Consider a rental property if you are looking to expand your real estate holdings. The renter is helping you pay off the mortgage, upping your equity in the property until you own it outright. At that point, the property starts generating revenue for you.

There are challenges to being a landlord. We will identify the common pain points, and how Lyons helps its’ customers overcome them.

Like with your primary home, it is important to stay within your budget. This will help when the inevitable fixes and costs associated with the property come up. Market volatility can get in the way of seeing immediate returns on your investment. Positioning yourself to withstand setbacks will allow you to realize this powerful investment opportunity.

Getting qualified for a mortgage for rental properties is challenging, but not impossible.

Lenders look at rental property mortgages as riskier than loans on primary homes. In turn, lenders have stricter requirements for rental properties. The process itself is comparable to getting financing for an owner-occupied property. Like when you got your home loan, you will supply documentation on your income, assets, employment, and debt obligations. The lender will check credit scores as well.

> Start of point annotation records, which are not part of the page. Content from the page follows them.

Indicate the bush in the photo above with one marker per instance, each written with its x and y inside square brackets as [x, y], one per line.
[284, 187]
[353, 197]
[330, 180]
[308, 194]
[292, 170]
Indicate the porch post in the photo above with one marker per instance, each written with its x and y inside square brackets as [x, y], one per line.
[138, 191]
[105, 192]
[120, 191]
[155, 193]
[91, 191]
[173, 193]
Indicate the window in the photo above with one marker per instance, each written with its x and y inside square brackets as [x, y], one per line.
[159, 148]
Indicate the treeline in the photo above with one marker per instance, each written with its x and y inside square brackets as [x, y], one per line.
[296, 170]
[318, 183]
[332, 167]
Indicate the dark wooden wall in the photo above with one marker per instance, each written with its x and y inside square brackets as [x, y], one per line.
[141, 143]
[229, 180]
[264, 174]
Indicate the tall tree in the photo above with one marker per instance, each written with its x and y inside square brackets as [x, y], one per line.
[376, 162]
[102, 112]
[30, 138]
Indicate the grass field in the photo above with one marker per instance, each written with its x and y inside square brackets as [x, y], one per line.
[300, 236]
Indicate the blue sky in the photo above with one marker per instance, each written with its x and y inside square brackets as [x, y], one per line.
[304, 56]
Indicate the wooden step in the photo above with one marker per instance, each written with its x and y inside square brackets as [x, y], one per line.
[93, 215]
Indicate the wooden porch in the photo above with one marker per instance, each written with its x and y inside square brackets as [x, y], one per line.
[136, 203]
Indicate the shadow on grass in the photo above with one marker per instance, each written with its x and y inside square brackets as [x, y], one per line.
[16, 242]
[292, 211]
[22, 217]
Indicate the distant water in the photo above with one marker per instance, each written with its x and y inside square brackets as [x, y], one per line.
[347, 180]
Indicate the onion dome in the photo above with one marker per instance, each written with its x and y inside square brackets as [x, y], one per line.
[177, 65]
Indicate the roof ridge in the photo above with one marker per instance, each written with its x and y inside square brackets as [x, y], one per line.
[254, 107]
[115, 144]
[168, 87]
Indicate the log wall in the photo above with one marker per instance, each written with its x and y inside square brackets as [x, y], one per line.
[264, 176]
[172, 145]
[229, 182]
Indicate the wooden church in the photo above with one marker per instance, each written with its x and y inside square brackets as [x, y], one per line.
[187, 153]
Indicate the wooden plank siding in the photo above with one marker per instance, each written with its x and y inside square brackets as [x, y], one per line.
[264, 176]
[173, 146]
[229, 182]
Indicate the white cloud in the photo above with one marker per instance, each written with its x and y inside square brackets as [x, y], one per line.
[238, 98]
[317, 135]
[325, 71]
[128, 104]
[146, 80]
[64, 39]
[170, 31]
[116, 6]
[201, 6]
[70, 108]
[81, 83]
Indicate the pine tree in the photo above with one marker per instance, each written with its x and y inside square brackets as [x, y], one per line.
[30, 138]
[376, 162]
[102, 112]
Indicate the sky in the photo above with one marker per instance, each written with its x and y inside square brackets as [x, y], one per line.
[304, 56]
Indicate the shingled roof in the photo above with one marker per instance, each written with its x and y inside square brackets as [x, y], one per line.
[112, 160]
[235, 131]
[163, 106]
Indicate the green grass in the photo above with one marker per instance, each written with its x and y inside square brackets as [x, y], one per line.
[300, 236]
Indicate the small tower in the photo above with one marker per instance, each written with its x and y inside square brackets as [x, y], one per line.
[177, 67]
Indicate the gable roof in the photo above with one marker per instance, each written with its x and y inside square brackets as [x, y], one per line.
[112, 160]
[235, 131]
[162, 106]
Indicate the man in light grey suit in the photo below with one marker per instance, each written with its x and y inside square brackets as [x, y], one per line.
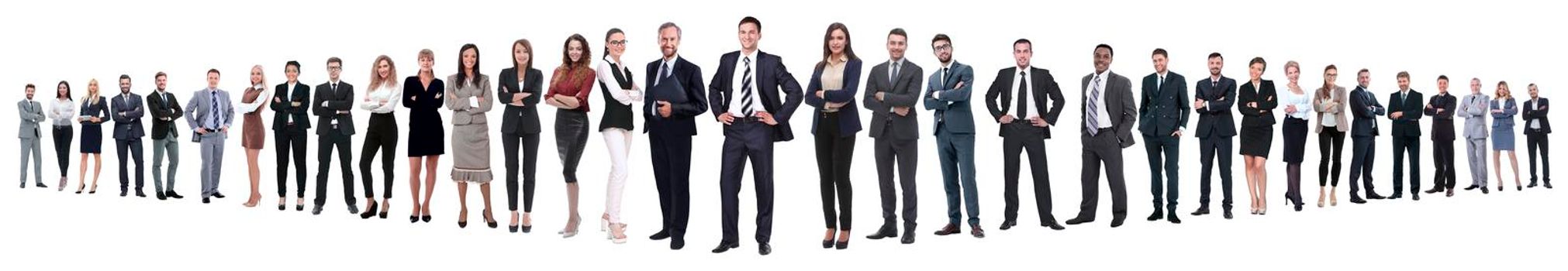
[32, 113]
[1474, 111]
[891, 90]
[127, 133]
[1109, 115]
[209, 116]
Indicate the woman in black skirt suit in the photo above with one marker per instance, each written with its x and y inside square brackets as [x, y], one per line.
[1258, 102]
[422, 94]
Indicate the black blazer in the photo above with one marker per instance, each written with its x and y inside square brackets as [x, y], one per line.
[164, 107]
[1442, 122]
[1041, 88]
[772, 81]
[1214, 118]
[615, 113]
[520, 119]
[902, 91]
[1537, 115]
[284, 110]
[1164, 107]
[328, 104]
[1365, 108]
[1267, 101]
[1408, 124]
[684, 93]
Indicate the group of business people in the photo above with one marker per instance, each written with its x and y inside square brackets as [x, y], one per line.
[753, 96]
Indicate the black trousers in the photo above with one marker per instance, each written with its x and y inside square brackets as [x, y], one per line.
[902, 154]
[747, 140]
[1362, 153]
[323, 157]
[1104, 148]
[1035, 148]
[1443, 163]
[1164, 153]
[1330, 148]
[672, 157]
[292, 145]
[121, 146]
[1539, 142]
[1211, 149]
[380, 136]
[530, 159]
[834, 154]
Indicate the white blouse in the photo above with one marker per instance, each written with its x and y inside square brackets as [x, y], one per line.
[383, 99]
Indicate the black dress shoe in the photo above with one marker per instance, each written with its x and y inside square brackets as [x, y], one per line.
[949, 229]
[725, 246]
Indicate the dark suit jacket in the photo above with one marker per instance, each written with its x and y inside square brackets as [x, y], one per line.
[1041, 87]
[1365, 108]
[284, 110]
[951, 102]
[161, 108]
[1408, 124]
[1264, 96]
[127, 110]
[1539, 115]
[1214, 118]
[686, 102]
[520, 119]
[1442, 122]
[326, 105]
[772, 81]
[902, 91]
[1164, 105]
[1118, 105]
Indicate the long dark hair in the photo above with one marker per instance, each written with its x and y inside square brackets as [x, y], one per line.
[461, 73]
[67, 90]
[827, 50]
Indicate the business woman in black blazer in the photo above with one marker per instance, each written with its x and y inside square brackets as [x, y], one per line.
[520, 90]
[1258, 101]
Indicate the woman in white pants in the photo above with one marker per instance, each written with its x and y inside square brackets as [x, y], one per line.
[620, 93]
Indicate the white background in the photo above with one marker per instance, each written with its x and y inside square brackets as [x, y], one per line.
[50, 41]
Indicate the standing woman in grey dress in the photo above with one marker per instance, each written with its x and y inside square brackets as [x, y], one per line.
[1503, 110]
[469, 101]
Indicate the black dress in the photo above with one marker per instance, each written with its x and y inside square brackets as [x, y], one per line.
[1256, 121]
[425, 133]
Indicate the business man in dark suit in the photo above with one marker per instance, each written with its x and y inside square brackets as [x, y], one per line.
[1026, 122]
[336, 99]
[1363, 136]
[675, 98]
[165, 139]
[291, 102]
[891, 91]
[127, 133]
[1216, 127]
[1404, 110]
[1109, 115]
[948, 96]
[1442, 111]
[1164, 111]
[750, 136]
[1535, 130]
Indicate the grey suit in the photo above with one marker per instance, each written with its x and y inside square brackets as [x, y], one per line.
[32, 113]
[1474, 111]
[127, 110]
[896, 136]
[212, 110]
[1103, 145]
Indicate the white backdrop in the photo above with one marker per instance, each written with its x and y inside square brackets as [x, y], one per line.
[76, 41]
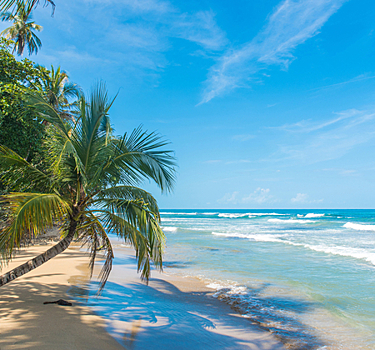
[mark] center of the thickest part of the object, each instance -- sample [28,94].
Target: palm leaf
[28,213]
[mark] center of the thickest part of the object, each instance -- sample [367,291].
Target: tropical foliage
[22,30]
[90,187]
[6,5]
[21,127]
[56,89]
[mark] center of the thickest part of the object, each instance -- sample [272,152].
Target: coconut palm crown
[22,30]
[90,188]
[6,5]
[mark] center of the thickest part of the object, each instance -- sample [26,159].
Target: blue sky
[267,104]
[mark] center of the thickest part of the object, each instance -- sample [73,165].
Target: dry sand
[25,323]
[170,313]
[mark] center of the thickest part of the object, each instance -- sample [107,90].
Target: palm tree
[56,89]
[22,30]
[5,5]
[90,188]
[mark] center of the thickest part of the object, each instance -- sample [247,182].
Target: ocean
[306,275]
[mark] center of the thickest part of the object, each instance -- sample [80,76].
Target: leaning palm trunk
[40,259]
[89,186]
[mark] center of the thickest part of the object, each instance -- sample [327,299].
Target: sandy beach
[170,313]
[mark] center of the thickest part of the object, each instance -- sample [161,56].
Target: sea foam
[359,227]
[312,215]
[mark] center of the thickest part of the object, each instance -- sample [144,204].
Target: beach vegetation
[58,91]
[13,5]
[22,31]
[90,187]
[21,126]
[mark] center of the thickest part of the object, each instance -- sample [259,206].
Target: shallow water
[307,276]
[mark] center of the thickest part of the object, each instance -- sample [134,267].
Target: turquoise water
[308,276]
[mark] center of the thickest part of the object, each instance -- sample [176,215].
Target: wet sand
[170,313]
[25,323]
[173,312]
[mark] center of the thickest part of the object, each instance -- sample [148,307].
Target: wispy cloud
[138,34]
[303,198]
[259,196]
[316,142]
[300,198]
[291,24]
[243,137]
[356,79]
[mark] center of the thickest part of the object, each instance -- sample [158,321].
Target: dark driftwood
[59,302]
[40,259]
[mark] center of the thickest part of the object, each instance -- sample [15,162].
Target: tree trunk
[40,259]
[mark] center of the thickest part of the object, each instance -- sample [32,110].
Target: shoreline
[171,312]
[25,323]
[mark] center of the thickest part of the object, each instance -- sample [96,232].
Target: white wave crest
[171,213]
[359,227]
[291,221]
[256,237]
[170,229]
[357,253]
[312,215]
[250,215]
[232,216]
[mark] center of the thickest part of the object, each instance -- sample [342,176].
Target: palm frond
[28,213]
[143,152]
[93,234]
[136,224]
[5,5]
[20,174]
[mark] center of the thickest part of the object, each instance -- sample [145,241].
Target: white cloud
[300,198]
[291,24]
[243,137]
[328,140]
[260,195]
[231,198]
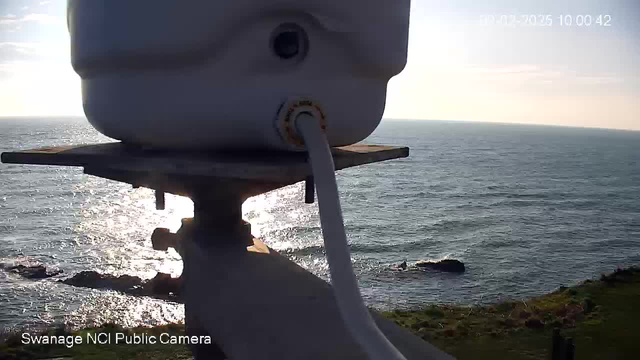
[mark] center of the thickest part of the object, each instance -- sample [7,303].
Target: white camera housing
[206,74]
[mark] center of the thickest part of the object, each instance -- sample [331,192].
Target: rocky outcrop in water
[31,272]
[162,286]
[447,265]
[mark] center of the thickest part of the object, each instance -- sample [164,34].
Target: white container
[205,74]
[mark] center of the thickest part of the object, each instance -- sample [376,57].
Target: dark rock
[162,286]
[447,265]
[534,323]
[33,271]
[525,315]
[94,280]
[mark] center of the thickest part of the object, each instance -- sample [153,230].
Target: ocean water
[526,208]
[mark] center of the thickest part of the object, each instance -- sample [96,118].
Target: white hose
[354,313]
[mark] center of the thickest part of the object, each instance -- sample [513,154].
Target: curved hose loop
[353,310]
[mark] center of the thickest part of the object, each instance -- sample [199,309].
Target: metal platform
[255,303]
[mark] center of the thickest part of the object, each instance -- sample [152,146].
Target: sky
[464,63]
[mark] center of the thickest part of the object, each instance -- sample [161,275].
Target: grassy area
[602,316]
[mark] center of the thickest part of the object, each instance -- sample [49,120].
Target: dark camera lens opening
[289,41]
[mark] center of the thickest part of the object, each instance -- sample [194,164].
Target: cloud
[33,51]
[38,18]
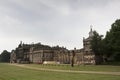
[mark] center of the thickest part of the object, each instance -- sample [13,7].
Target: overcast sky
[54,22]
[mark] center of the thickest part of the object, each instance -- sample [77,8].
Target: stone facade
[38,53]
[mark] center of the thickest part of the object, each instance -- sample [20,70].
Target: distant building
[38,53]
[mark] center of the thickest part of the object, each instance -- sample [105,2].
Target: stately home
[39,53]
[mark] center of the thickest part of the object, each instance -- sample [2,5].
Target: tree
[112,41]
[5,56]
[97,46]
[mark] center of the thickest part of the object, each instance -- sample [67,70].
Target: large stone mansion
[39,53]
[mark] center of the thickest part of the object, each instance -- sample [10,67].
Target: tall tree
[112,41]
[97,46]
[5,56]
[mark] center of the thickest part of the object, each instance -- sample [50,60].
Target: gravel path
[70,71]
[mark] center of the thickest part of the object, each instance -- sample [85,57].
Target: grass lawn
[102,68]
[9,72]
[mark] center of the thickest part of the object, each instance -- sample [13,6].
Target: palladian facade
[39,53]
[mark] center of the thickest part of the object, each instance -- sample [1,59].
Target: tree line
[108,48]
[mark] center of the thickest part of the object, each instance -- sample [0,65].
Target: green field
[103,68]
[10,72]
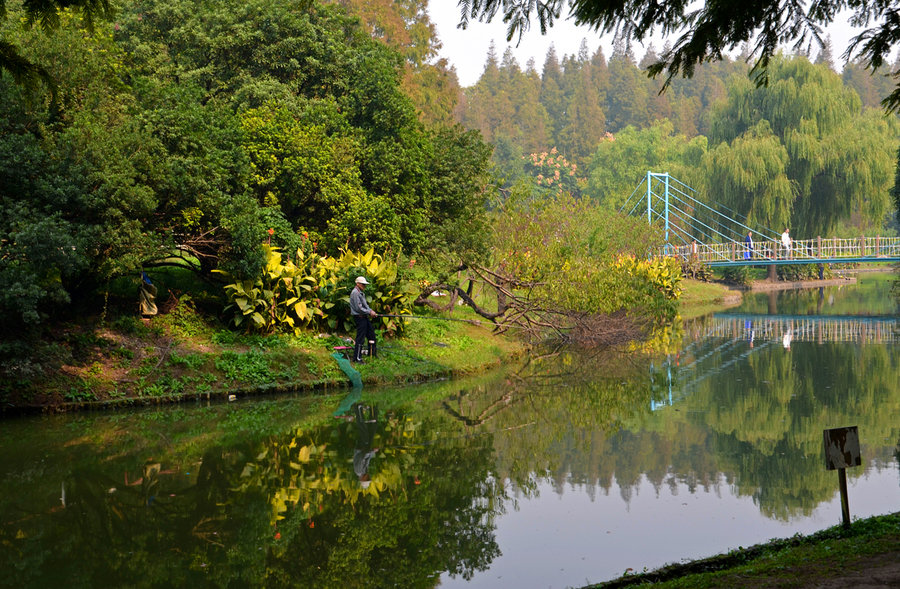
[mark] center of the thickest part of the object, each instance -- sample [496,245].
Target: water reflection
[569,467]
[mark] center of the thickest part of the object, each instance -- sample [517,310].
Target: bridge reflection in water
[806,328]
[738,335]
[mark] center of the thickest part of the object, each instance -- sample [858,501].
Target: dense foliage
[183,134]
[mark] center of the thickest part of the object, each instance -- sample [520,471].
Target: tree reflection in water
[287,510]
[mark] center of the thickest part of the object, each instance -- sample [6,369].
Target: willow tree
[839,158]
[750,176]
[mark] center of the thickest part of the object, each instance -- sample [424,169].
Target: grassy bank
[700,298]
[837,556]
[185,354]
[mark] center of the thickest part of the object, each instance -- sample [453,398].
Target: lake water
[567,469]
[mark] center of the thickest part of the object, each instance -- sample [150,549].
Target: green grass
[800,561]
[699,298]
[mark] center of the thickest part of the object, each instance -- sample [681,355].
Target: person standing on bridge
[786,242]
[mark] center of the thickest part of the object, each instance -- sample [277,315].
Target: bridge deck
[807,251]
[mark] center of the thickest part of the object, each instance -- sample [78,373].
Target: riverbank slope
[866,554]
[184,354]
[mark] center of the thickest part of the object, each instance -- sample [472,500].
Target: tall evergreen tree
[626,99]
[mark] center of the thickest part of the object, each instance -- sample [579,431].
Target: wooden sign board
[842,448]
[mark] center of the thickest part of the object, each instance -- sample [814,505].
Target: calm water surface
[569,469]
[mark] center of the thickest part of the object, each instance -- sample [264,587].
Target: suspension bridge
[713,234]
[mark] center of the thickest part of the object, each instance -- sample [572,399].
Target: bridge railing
[801,250]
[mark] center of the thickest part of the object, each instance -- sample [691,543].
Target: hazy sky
[467,49]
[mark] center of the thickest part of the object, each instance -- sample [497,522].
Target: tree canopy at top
[707,31]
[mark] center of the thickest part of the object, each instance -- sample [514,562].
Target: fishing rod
[471,321]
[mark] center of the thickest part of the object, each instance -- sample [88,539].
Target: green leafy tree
[811,113]
[622,160]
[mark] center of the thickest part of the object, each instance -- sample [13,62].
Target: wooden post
[845,499]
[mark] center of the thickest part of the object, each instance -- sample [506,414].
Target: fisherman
[363,316]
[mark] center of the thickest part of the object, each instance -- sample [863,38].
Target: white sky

Lyons Mortgage makes qualifying easier by providing a variety of loan options.

The solutions Lyons provides are custom fit to your circumstances. We can help you reach your goal even if you don’t qualify for a conventional mortgage. We have non-conventional options that use the rental income of the property to help applicants qualify. Lyons’ experienced professionals who can look at the cash flow of the property and use 100% of that income to cover the principal, interest, taxes, and insurance. Lyons’ does not deduct any expense from the gross rental income of the property. If you have a lot of cash reserves and assets, these options can help you qualify if there is concern about your yearly income.

Call us today to learn about our non-conventional product options. We want to help you get your dream investment property!

Down payment requirements

To get a loan on an owner-occupied property, borrowers can make a down payment of as little as 3%. For rental properties, expect to pay at least 20% of the loan amount for a down payment. This can be lower but expect a higher interest rate in return.

Speaking of interest rates…

Interest rates are higher than for owner-occupied properties.

A loan on a non-occupied property is a riskier lending proposition than on a home the borrower plans to live in. This risk gets factored into the interest rate.

Conventional mortgages usually have the best interest rates on rental property financing. If you have a credit score above 740 and can meet the down payment requirements, this may be the best option for you.

What if my credit score isn’t great?

Having a good credit score will always help you score the most favorable loan terms. This is especially true for rental property financing. You can still become the owner of a rental property even if your credit isn’t up to the requirements of a conventional mortgage. The non-conventional products Lyons’ offers are to help those with less than perfect credit achieve their financial goals.